Talché risulta confermata “per tabulas” la lettura delle sentenze della CTR offerta dall’ordinanza impugnata, con la conseguenza di doversi recisamente escludere che la Sez. 6-T abbia omesso di considerare quel che dette sentenze non dicono affatto.

In realtà i ricorrenti, attraverso la denuncia di un inesistente errore, viepiù revocatorio, mirano “sic et simpliciter” ad inammissibilmente ottenere un nuovo e più favorevole giudizio, travisando l’ordinanza impugnata in rapporto alle sentenze della CTR, delle quali propongono un’interpretazione destituita di alcun riscontro letterale.

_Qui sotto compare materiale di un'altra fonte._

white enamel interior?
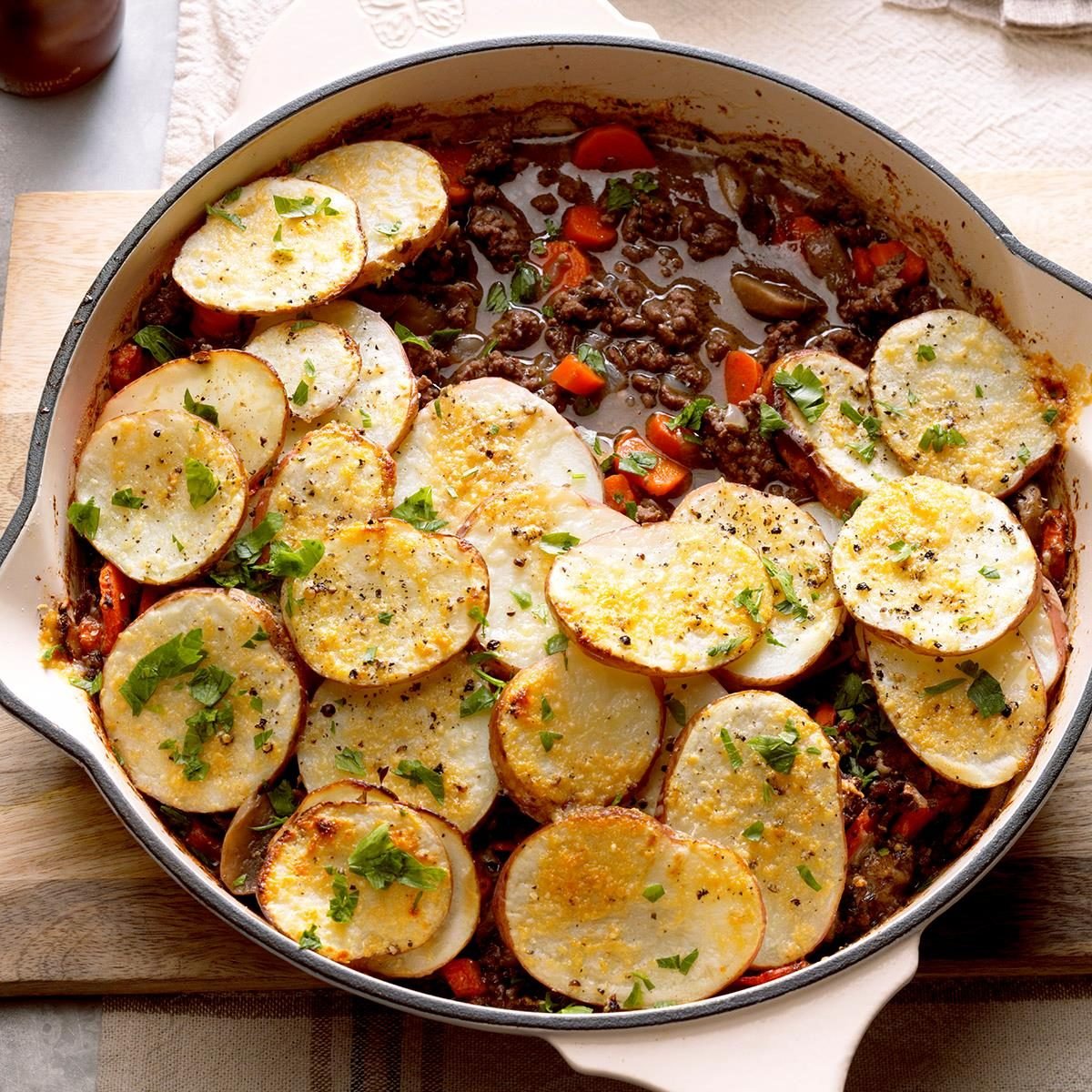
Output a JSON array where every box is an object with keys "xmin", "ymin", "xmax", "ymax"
[{"xmin": 0, "ymin": 42, "xmax": 1092, "ymax": 1088}]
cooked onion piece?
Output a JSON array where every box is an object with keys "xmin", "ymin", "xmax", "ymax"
[
  {"xmin": 258, "ymin": 802, "xmax": 451, "ymax": 963},
  {"xmin": 546, "ymin": 520, "xmax": 774, "ymax": 675},
  {"xmin": 280, "ymin": 520, "xmax": 490, "ymax": 686},
  {"xmin": 664, "ymin": 690, "xmax": 846, "ymax": 966},
  {"xmin": 866, "ymin": 633, "xmax": 1046, "ymax": 788},
  {"xmin": 100, "ymin": 589, "xmax": 307, "ymax": 813},
  {"xmin": 73, "ymin": 409, "xmax": 247, "ymax": 584},
  {"xmin": 672, "ymin": 479, "xmax": 844, "ymax": 686},
  {"xmin": 173, "ymin": 178, "xmax": 366, "ymax": 315},
  {"xmin": 395, "ymin": 379, "xmax": 602, "ymax": 529},
  {"xmin": 298, "ymin": 656, "xmax": 497, "ymax": 830},
  {"xmin": 247, "ymin": 318, "xmax": 360, "ymax": 420},
  {"xmin": 361, "ymin": 813, "xmax": 481, "ymax": 978},
  {"xmin": 262, "ymin": 421, "xmax": 394, "ymax": 542},
  {"xmin": 490, "ymin": 650, "xmax": 662, "ymax": 823},
  {"xmin": 869, "ymin": 310, "xmax": 1057, "ymax": 497},
  {"xmin": 98, "ymin": 349, "xmax": 288, "ymax": 481},
  {"xmin": 771, "ymin": 349, "xmax": 903, "ymax": 512},
  {"xmin": 495, "ymin": 808, "xmax": 763, "ymax": 1008},
  {"xmin": 299, "ymin": 140, "xmax": 448, "ymax": 284},
  {"xmin": 832, "ymin": 474, "xmax": 1038, "ymax": 655},
  {"xmin": 459, "ymin": 485, "xmax": 632, "ymax": 667}
]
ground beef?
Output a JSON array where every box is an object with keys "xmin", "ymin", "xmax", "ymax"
[
  {"xmin": 491, "ymin": 307, "xmax": 544, "ymax": 349},
  {"xmin": 465, "ymin": 182, "xmax": 534, "ymax": 273},
  {"xmin": 679, "ymin": 201, "xmax": 739, "ymax": 262},
  {"xmin": 703, "ymin": 394, "xmax": 785, "ymax": 490}
]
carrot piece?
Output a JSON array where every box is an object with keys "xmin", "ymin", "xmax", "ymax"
[
  {"xmin": 602, "ymin": 474, "xmax": 637, "ymax": 515},
  {"xmin": 561, "ymin": 206, "xmax": 618, "ymax": 250},
  {"xmin": 615, "ymin": 432, "xmax": 693, "ymax": 497},
  {"xmin": 440, "ymin": 957, "xmax": 485, "ymax": 1000},
  {"xmin": 550, "ymin": 353, "xmax": 606, "ymax": 394},
  {"xmin": 736, "ymin": 959, "xmax": 808, "ymax": 986},
  {"xmin": 190, "ymin": 304, "xmax": 239, "ymax": 340},
  {"xmin": 426, "ymin": 144, "xmax": 473, "ymax": 204},
  {"xmin": 644, "ymin": 413, "xmax": 704, "ymax": 466},
  {"xmin": 724, "ymin": 349, "xmax": 763, "ymax": 405},
  {"xmin": 572, "ymin": 124, "xmax": 656, "ymax": 170},
  {"xmin": 541, "ymin": 239, "xmax": 592, "ymax": 293},
  {"xmin": 98, "ymin": 561, "xmax": 133, "ymax": 655}
]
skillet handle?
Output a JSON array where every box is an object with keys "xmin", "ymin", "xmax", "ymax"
[
  {"xmin": 545, "ymin": 933, "xmax": 919, "ymax": 1092},
  {"xmin": 217, "ymin": 0, "xmax": 659, "ymax": 144}
]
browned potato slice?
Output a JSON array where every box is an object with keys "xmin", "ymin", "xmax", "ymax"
[
  {"xmin": 100, "ymin": 589, "xmax": 307, "ymax": 812},
  {"xmin": 280, "ymin": 520, "xmax": 490, "ymax": 686},
  {"xmin": 546, "ymin": 520, "xmax": 774, "ymax": 675},
  {"xmin": 664, "ymin": 690, "xmax": 846, "ymax": 966},
  {"xmin": 258, "ymin": 802, "xmax": 451, "ymax": 963},
  {"xmin": 495, "ymin": 808, "xmax": 764, "ymax": 1009},
  {"xmin": 262, "ymin": 421, "xmax": 394, "ymax": 542},
  {"xmin": 490, "ymin": 650, "xmax": 662, "ymax": 823}
]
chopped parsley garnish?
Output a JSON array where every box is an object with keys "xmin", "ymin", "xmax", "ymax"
[
  {"xmin": 120, "ymin": 629, "xmax": 207, "ymax": 716},
  {"xmin": 917, "ymin": 425, "xmax": 966, "ymax": 453},
  {"xmin": 391, "ymin": 485, "xmax": 448, "ymax": 531},
  {"xmin": 349, "ymin": 823, "xmax": 448, "ymax": 891},
  {"xmin": 774, "ymin": 364, "xmax": 826, "ymax": 422},
  {"xmin": 394, "ymin": 758, "xmax": 443, "ymax": 804},
  {"xmin": 133, "ymin": 326, "xmax": 186, "ymax": 364},
  {"xmin": 67, "ymin": 497, "xmax": 100, "ymax": 541},
  {"xmin": 110, "ymin": 487, "xmax": 144, "ymax": 508},
  {"xmin": 758, "ymin": 402, "xmax": 788, "ymax": 440},
  {"xmin": 184, "ymin": 459, "xmax": 219, "ymax": 508}
]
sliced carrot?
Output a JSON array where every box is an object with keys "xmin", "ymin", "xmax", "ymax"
[
  {"xmin": 426, "ymin": 144, "xmax": 473, "ymax": 204},
  {"xmin": 615, "ymin": 430, "xmax": 693, "ymax": 497},
  {"xmin": 644, "ymin": 413, "xmax": 704, "ymax": 466},
  {"xmin": 98, "ymin": 561, "xmax": 133, "ymax": 655},
  {"xmin": 440, "ymin": 957, "xmax": 485, "ymax": 1000},
  {"xmin": 190, "ymin": 304, "xmax": 239, "ymax": 340},
  {"xmin": 541, "ymin": 239, "xmax": 592, "ymax": 293},
  {"xmin": 550, "ymin": 353, "xmax": 606, "ymax": 394},
  {"xmin": 602, "ymin": 474, "xmax": 637, "ymax": 515},
  {"xmin": 724, "ymin": 349, "xmax": 763, "ymax": 405},
  {"xmin": 561, "ymin": 206, "xmax": 618, "ymax": 250},
  {"xmin": 572, "ymin": 124, "xmax": 656, "ymax": 170}
]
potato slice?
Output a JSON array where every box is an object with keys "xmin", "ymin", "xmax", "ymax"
[
  {"xmin": 98, "ymin": 349, "xmax": 288, "ymax": 484},
  {"xmin": 672, "ymin": 479, "xmax": 845, "ymax": 687},
  {"xmin": 868, "ymin": 310, "xmax": 1058, "ymax": 497},
  {"xmin": 247, "ymin": 318, "xmax": 360, "ymax": 420},
  {"xmin": 546, "ymin": 520, "xmax": 774, "ymax": 675},
  {"xmin": 664, "ymin": 690, "xmax": 846, "ymax": 967},
  {"xmin": 298, "ymin": 656, "xmax": 497, "ymax": 830},
  {"xmin": 73, "ymin": 410, "xmax": 247, "ymax": 584},
  {"xmin": 258, "ymin": 801, "xmax": 451, "ymax": 963},
  {"xmin": 100, "ymin": 588, "xmax": 307, "ymax": 812},
  {"xmin": 490, "ymin": 650, "xmax": 664, "ymax": 823},
  {"xmin": 831, "ymin": 474, "xmax": 1038, "ymax": 656},
  {"xmin": 864, "ymin": 633, "xmax": 1046, "ymax": 788},
  {"xmin": 171, "ymin": 178, "xmax": 366, "ymax": 315},
  {"xmin": 1016, "ymin": 577, "xmax": 1069, "ymax": 693},
  {"xmin": 262, "ymin": 421, "xmax": 394, "ymax": 542},
  {"xmin": 280, "ymin": 520, "xmax": 490, "ymax": 686},
  {"xmin": 493, "ymin": 808, "xmax": 763, "ymax": 1008},
  {"xmin": 633, "ymin": 675, "xmax": 728, "ymax": 819},
  {"xmin": 395, "ymin": 379, "xmax": 602, "ymax": 528},
  {"xmin": 299, "ymin": 140, "xmax": 448, "ymax": 284},
  {"xmin": 459, "ymin": 485, "xmax": 633, "ymax": 668},
  {"xmin": 361, "ymin": 812, "xmax": 481, "ymax": 978},
  {"xmin": 769, "ymin": 349, "xmax": 903, "ymax": 512}
]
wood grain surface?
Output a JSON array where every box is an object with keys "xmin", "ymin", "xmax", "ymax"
[{"xmin": 0, "ymin": 181, "xmax": 1092, "ymax": 995}]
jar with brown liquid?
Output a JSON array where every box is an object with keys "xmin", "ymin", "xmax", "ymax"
[{"xmin": 0, "ymin": 0, "xmax": 125, "ymax": 95}]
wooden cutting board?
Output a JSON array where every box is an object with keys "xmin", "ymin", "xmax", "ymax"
[{"xmin": 0, "ymin": 170, "xmax": 1092, "ymax": 995}]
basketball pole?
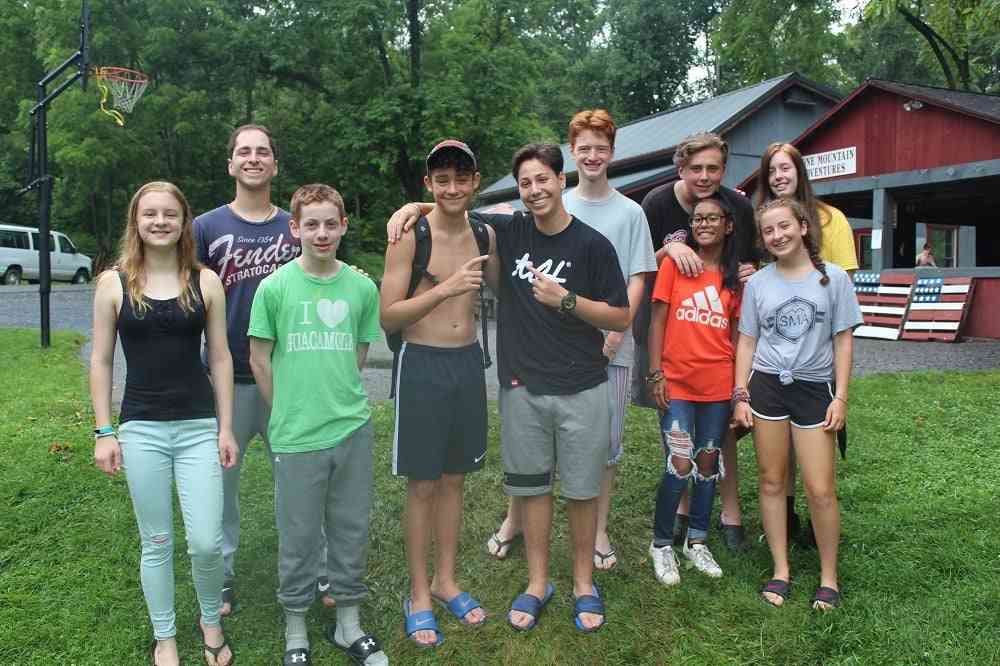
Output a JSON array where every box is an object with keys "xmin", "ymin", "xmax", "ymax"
[{"xmin": 22, "ymin": 0, "xmax": 90, "ymax": 348}]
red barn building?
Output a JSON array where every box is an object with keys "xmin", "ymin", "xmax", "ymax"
[{"xmin": 742, "ymin": 80, "xmax": 1000, "ymax": 338}]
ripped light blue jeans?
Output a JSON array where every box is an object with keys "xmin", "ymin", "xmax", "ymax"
[
  {"xmin": 653, "ymin": 400, "xmax": 730, "ymax": 543},
  {"xmin": 118, "ymin": 418, "xmax": 223, "ymax": 640}
]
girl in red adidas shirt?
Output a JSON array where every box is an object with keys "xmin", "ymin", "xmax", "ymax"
[{"xmin": 646, "ymin": 196, "xmax": 740, "ymax": 585}]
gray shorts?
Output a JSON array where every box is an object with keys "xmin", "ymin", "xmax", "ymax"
[
  {"xmin": 608, "ymin": 365, "xmax": 632, "ymax": 466},
  {"xmin": 500, "ymin": 382, "xmax": 611, "ymax": 500}
]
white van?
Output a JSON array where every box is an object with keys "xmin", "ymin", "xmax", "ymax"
[{"xmin": 0, "ymin": 224, "xmax": 93, "ymax": 284}]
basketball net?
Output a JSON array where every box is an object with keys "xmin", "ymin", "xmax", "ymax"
[{"xmin": 94, "ymin": 67, "xmax": 149, "ymax": 127}]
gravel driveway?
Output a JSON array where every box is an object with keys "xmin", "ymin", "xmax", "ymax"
[{"xmin": 0, "ymin": 285, "xmax": 1000, "ymax": 405}]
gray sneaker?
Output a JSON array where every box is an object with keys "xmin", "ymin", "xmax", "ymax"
[
  {"xmin": 649, "ymin": 542, "xmax": 681, "ymax": 585},
  {"xmin": 684, "ymin": 543, "xmax": 722, "ymax": 578}
]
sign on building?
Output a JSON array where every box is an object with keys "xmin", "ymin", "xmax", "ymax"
[{"xmin": 802, "ymin": 146, "xmax": 858, "ymax": 180}]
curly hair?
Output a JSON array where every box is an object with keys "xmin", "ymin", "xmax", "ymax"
[
  {"xmin": 757, "ymin": 141, "xmax": 823, "ymax": 247},
  {"xmin": 754, "ymin": 198, "xmax": 830, "ymax": 287},
  {"xmin": 569, "ymin": 109, "xmax": 618, "ymax": 150}
]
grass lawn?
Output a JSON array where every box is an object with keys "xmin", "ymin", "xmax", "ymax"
[{"xmin": 0, "ymin": 330, "xmax": 1000, "ymax": 666}]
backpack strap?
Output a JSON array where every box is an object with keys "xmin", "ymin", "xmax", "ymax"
[{"xmin": 469, "ymin": 213, "xmax": 493, "ymax": 368}]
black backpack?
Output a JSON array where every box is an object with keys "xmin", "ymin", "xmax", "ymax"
[{"xmin": 385, "ymin": 214, "xmax": 493, "ymax": 398}]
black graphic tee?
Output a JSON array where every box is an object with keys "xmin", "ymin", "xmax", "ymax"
[
  {"xmin": 642, "ymin": 181, "xmax": 760, "ymax": 263},
  {"xmin": 474, "ymin": 212, "xmax": 628, "ymax": 395}
]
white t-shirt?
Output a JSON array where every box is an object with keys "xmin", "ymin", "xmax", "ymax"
[{"xmin": 563, "ymin": 188, "xmax": 656, "ymax": 368}]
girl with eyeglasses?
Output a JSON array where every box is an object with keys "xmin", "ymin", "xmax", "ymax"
[
  {"xmin": 646, "ymin": 195, "xmax": 740, "ymax": 585},
  {"xmin": 90, "ymin": 182, "xmax": 239, "ymax": 666}
]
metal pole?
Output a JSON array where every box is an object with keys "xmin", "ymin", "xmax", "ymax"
[{"xmin": 35, "ymin": 81, "xmax": 52, "ymax": 349}]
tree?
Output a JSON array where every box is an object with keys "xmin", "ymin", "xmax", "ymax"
[
  {"xmin": 864, "ymin": 0, "xmax": 1000, "ymax": 92},
  {"xmin": 838, "ymin": 10, "xmax": 945, "ymax": 85},
  {"xmin": 712, "ymin": 0, "xmax": 845, "ymax": 92}
]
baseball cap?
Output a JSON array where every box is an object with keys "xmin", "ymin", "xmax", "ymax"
[{"xmin": 424, "ymin": 139, "xmax": 479, "ymax": 171}]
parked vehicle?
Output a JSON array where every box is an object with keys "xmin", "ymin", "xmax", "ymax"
[{"xmin": 0, "ymin": 224, "xmax": 93, "ymax": 284}]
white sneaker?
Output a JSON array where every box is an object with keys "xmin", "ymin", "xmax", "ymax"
[
  {"xmin": 684, "ymin": 543, "xmax": 722, "ymax": 578},
  {"xmin": 649, "ymin": 542, "xmax": 681, "ymax": 585}
]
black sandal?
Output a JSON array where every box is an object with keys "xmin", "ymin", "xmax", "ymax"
[
  {"xmin": 760, "ymin": 578, "xmax": 792, "ymax": 608},
  {"xmin": 719, "ymin": 521, "xmax": 750, "ymax": 553},
  {"xmin": 326, "ymin": 624, "xmax": 382, "ymax": 664},
  {"xmin": 194, "ymin": 619, "xmax": 236, "ymax": 666},
  {"xmin": 811, "ymin": 585, "xmax": 840, "ymax": 612}
]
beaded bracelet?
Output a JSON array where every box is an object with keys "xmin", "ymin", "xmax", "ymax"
[{"xmin": 94, "ymin": 426, "xmax": 115, "ymax": 439}]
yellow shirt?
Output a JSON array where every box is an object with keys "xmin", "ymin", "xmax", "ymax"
[{"xmin": 816, "ymin": 201, "xmax": 858, "ymax": 271}]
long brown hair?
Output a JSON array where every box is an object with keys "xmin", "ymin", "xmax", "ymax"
[
  {"xmin": 757, "ymin": 141, "xmax": 823, "ymax": 247},
  {"xmin": 118, "ymin": 181, "xmax": 202, "ymax": 317},
  {"xmin": 754, "ymin": 197, "xmax": 830, "ymax": 287}
]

In applicazione del criterio della soccombenza, i ricorrenti devono essere condannati alla rifusione all’Agenzia delle entrate delle spese del presente giudizio, liquidate, secondo Tariffa, come da dispositivo.

Sussistono i presupposti per dichiarare i ricorrenti tenuti al pagamento del doppio contributo unificato, ai sensi dell’art. 13, comma 1-quater, d.P.R. n. 115 del 2002.

P.Q.M.

Dichiara inammissibile il ricorso.

Condanna i ricorrenti a rifondere all’Agenzia delle entrate le spese del presente giudizio, liquidate in euro 2.300, oltre spese prenotate a debito.

Dichiara i ricorrenti tenuti al pagamento del doppio contributo unificato, ai sensi dell’art. 13, comma 1-quater, d.P.R. n. 115 del 2002, se dovuto.